Wednesday, May 7, 2008

Incorporation


Next week I'll be performing a show twice daily down at the World Financial Center, under the auspices of The Women's Project. The show is called Corporate Carnival, and is much as it sounds -- a sort of carnival (though more circus) celebration (though more satire) of corporate America (though more capitalist America at large). It will be performing in the "Winter Garden" section, May 14 - 16, showtimes at 1:00 and 7:00, and the 15th thrice, the previous times plus a 4:00. We earn our money over there at The Women's Project, fo' sho'.


The show itself is interesting to me for a return to collaborative creation and my status within it. I'm one of a sort of inconsequential chorus called "The Temps." We burst through between main acts with commercial-like interruptions, and supplement the other actors' "scenes." We're also on stage even when we're "backstage," owing to the nature of our staging the show in an open area, and we're all responsible for developing a "greenshow" act. Greenshow acts are sort of a roving warm-up before the main stage begins, especially useful in this format because they get people's attention by adhering to a busking style. So we're doing all that (see above "fo' sho'"), but our additions to the show itself are not necessarily especially skilled. I'm stilting for one commercial, but for the most part the Temps' contributions aren't particularly physically demanding. In spite of the many circumstantial similarities between this project and the work of Cirque Boom and Kirkos (particularly Cirque Boom's Circus of Vices and Virtues, in which I played a stilt-walking businessman), they're very different in that regard.


I've had to create a lot of self-generated output recently. So much, in fact, that today I began to worry for the first time if I wasn't just recycling and regurgitating. This is due in part to hammering out an outline for a potential performance piece (pah pah pah) for Italy, under the auspices of Zuppa del Giorno. I took the three archetypal clowns we portrayed in Silent Lives, and bits and sequences from all our shows (Zuppa-related or no), added a dash of some of my favorite stage conventions and voilĂ ! A . . . show! Of sorts! I kind of hate it! But the idea is that we'll all get into a room together soon (somehow) and develop it, or something that doesn't resemble it in the slightest. Not sure which one I'm hoping for at this point.


Sludging through this effort reminded me of working on my clown film (see 3/27/08), in that I was writing out actions more than words, trying to tell a story through humorous, true deeds and bits. It was also reminiscent of the film in that I was frequently stuck, trying to figure out how to go on from a given point, and I've been feeling pretty stuck on the film script as well. It seems that once Our Hero (this is what I've been calling the clown character in the script) gets out of Central Park, I have very little direction for him. And now, after a couple of weeks of contributing to generate original scenes for Corporate Carnival, I have to develop a greenshow act for it, and I'm drawing blank. It's a little like I've run out of gas. Cough! Cough! Sputtterrrrr . . .
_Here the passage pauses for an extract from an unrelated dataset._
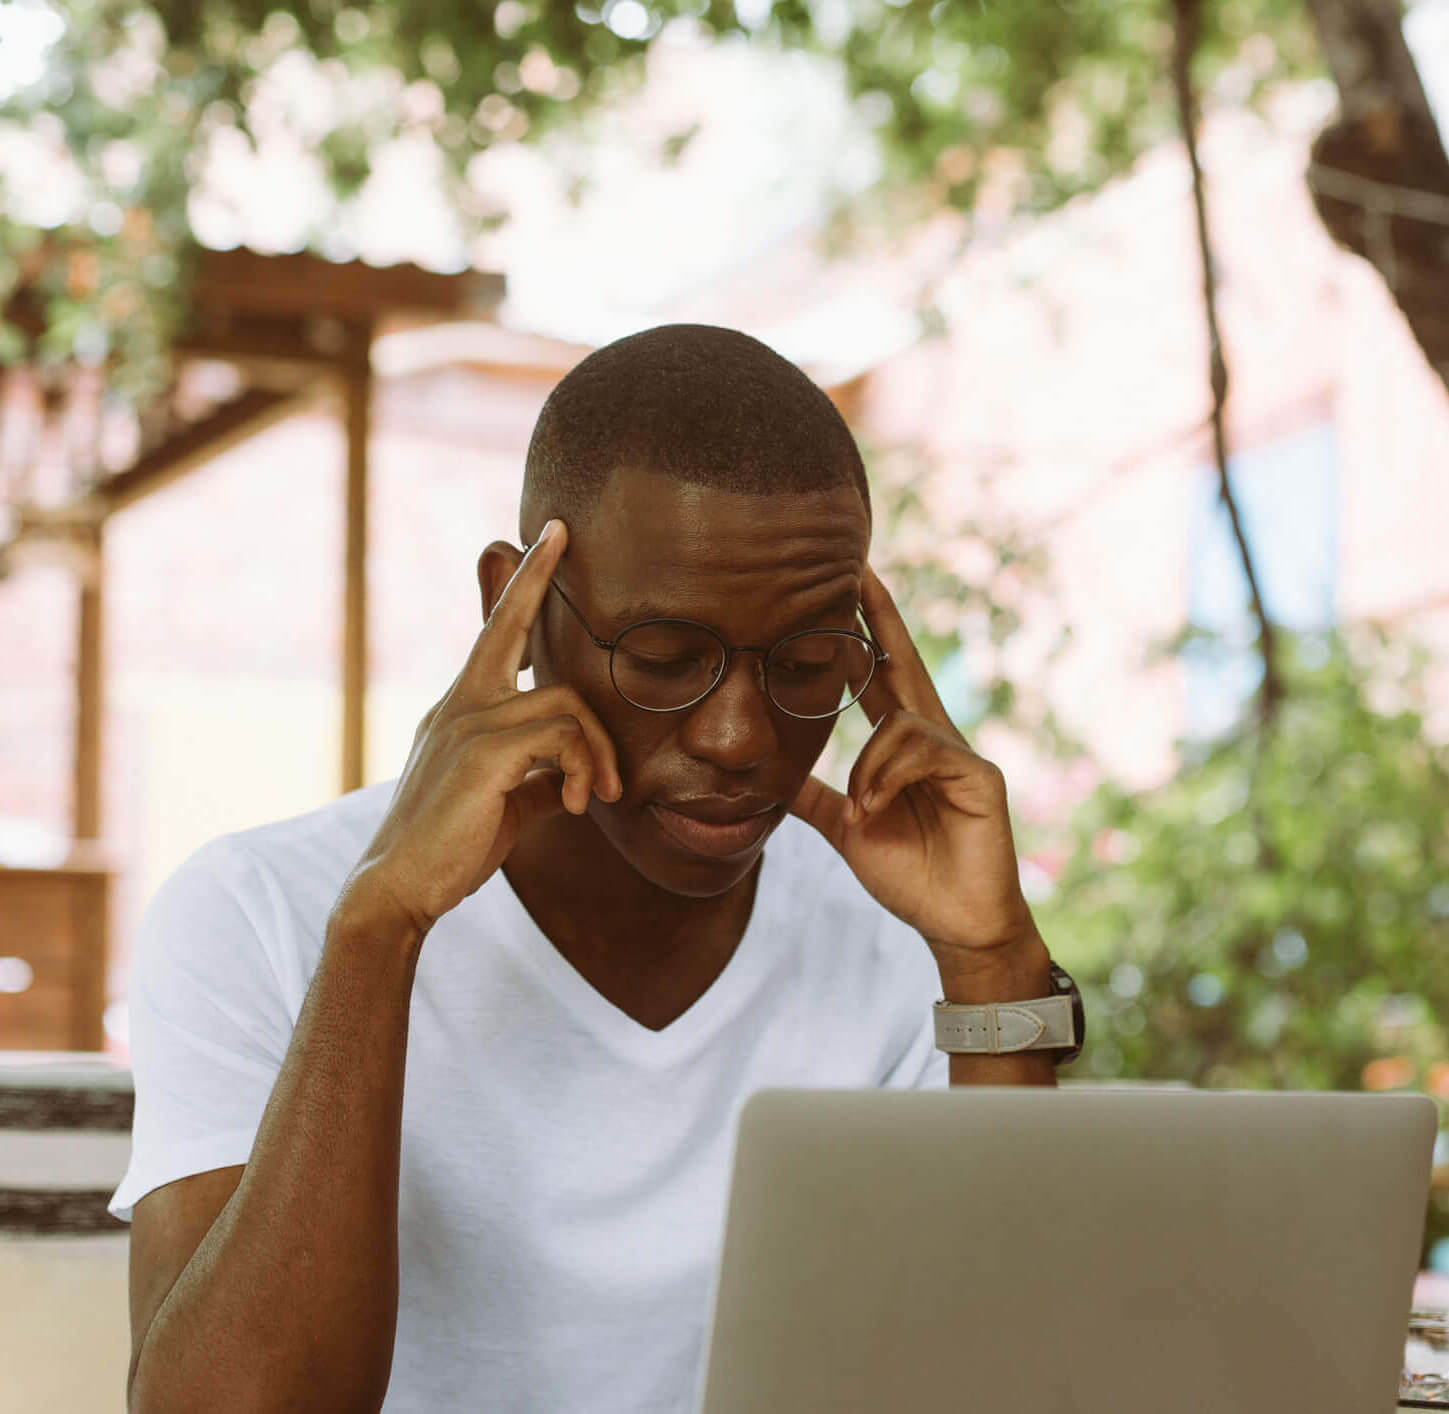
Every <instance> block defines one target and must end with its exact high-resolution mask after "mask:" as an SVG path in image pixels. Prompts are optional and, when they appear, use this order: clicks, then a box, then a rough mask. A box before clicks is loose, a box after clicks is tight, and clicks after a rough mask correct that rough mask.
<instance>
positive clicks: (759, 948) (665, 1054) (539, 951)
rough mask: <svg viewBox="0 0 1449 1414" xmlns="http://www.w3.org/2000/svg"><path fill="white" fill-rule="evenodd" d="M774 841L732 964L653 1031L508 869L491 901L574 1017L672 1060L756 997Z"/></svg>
mask: <svg viewBox="0 0 1449 1414" xmlns="http://www.w3.org/2000/svg"><path fill="white" fill-rule="evenodd" d="M777 868H780V862H775V861H772V852H771V849H769V845H768V843H767V846H765V849H764V850H762V852H761V858H759V877H758V878H756V881H755V900H753V904H752V907H751V914H749V920H748V921H746V924H745V932H743V933H742V934H740V939H739V943H738V945H736V946H735V952H733V953H732V955H730V958H729V962H726V963H725V966H723V968H722V969H720V974H719V976H716V978H714V981H713V982H711V984H710V985H709V988H706V991H704V992H703V994H701V995H700V997H698V998H696V1001H694V1003H693V1005H690V1007H688V1008H687V1010H684V1011H682V1013H680V1016H677V1017H675V1018H674V1020H672V1021H671V1023H669V1024H668V1026H665V1027H662V1029H661V1030H651V1029H649V1027H648V1026H643V1024H640V1023H639V1021H636V1020H635V1018H633V1017H632V1016H629V1013H627V1011H623V1010H622V1008H619V1007H616V1005H614V1004H613V1003H611V1001H610V1000H609V998H607V997H604V994H603V992H600V991H597V990H596V988H594V985H593V984H591V982H588V981H587V979H585V978H584V975H582V974H581V972H580V971H578V969H577V968H575V966H574V965H572V963H571V962H569V961H568V959H567V958H565V956H564V955H562V953H561V952H559V950H558V949H556V947H555V946H554V943H552V942H551V940H549V939H548V936H546V934H545V933H543V930H542V929H540V927H539V926H538V923H535V921H533V916H532V914H530V913H529V911H527V908H525V907H523V901H522V900H520V898H519V895H517V894H516V892H514V890H513V885H511V884H510V882H509V878H507V875H506V874H504V871H503V869H498V872H497V874H496V875H494V877H493V878H491V879H490V881H488V891H490V894H491V898H490V903H491V904H493V907H496V908H497V910H498V913H500V914H501V916H503V921H504V936H507V937H511V939H516V940H517V942H519V945H520V947H522V952H523V955H525V956H526V958H527V961H529V962H530V963H532V965H533V966H535V969H536V971H538V972H539V974H540V975H542V978H543V981H545V984H546V985H548V990H549V992H551V994H552V995H554V997H555V998H556V1000H558V1001H559V1003H561V1004H562V1005H565V1007H567V1008H568V1010H569V1011H571V1013H572V1016H574V1017H575V1020H577V1021H578V1023H580V1024H581V1026H585V1027H587V1029H588V1030H590V1033H591V1034H594V1036H596V1037H597V1039H598V1040H600V1042H603V1043H604V1045H606V1046H609V1047H610V1049H613V1050H614V1052H617V1053H620V1055H623V1056H626V1058H627V1059H630V1061H633V1062H636V1063H640V1065H651V1066H665V1065H671V1063H674V1062H677V1061H680V1059H682V1058H685V1056H687V1055H688V1053H690V1052H691V1050H696V1049H698V1047H701V1046H704V1045H706V1043H707V1040H709V1037H710V1036H713V1033H714V1032H716V1030H717V1029H719V1026H720V1024H722V1023H723V1021H726V1020H727V1018H729V1017H730V1016H733V1014H735V1007H736V1004H738V1003H739V1000H740V998H742V997H745V995H748V994H749V991H751V988H752V985H753V982H755V979H756V978H758V976H759V974H761V971H762V969H764V966H765V965H767V961H768V958H769V955H771V947H769V943H768V936H769V934H771V933H772V932H775V927H774V924H775V917H774V916H775V913H777V907H778V905H777V901H775V897H777V891H775V887H774V884H775V869H777Z"/></svg>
Yet on Sunday (see 5/5/08), with eager and communicative collaborators, the ideas were flowing like gasoline in the 1990s. Perhaps what I need to do is engage in dialogue with someone who is inclined to be energetic about this kind of thing. Perhaps, too, I need to just get out of my mind and into my body. That was definitely a key element in Sunday's successful creation. This block may be entirely symptomatic, in fact, of a period of relative creative isolation of late. I started writing the clown film when I was between day jobs, and there were no theatre commitments, and very little energy on my part going into find them. At the time I viewed my individual effort as reclaiming a little of my work for myself (as part of my process of dealing with letting go of As Far As We Know [see 1/15/08]), and so it was. Yet it was also a retreat.


That's the nice thing about work. As long as you're doing it, you're working.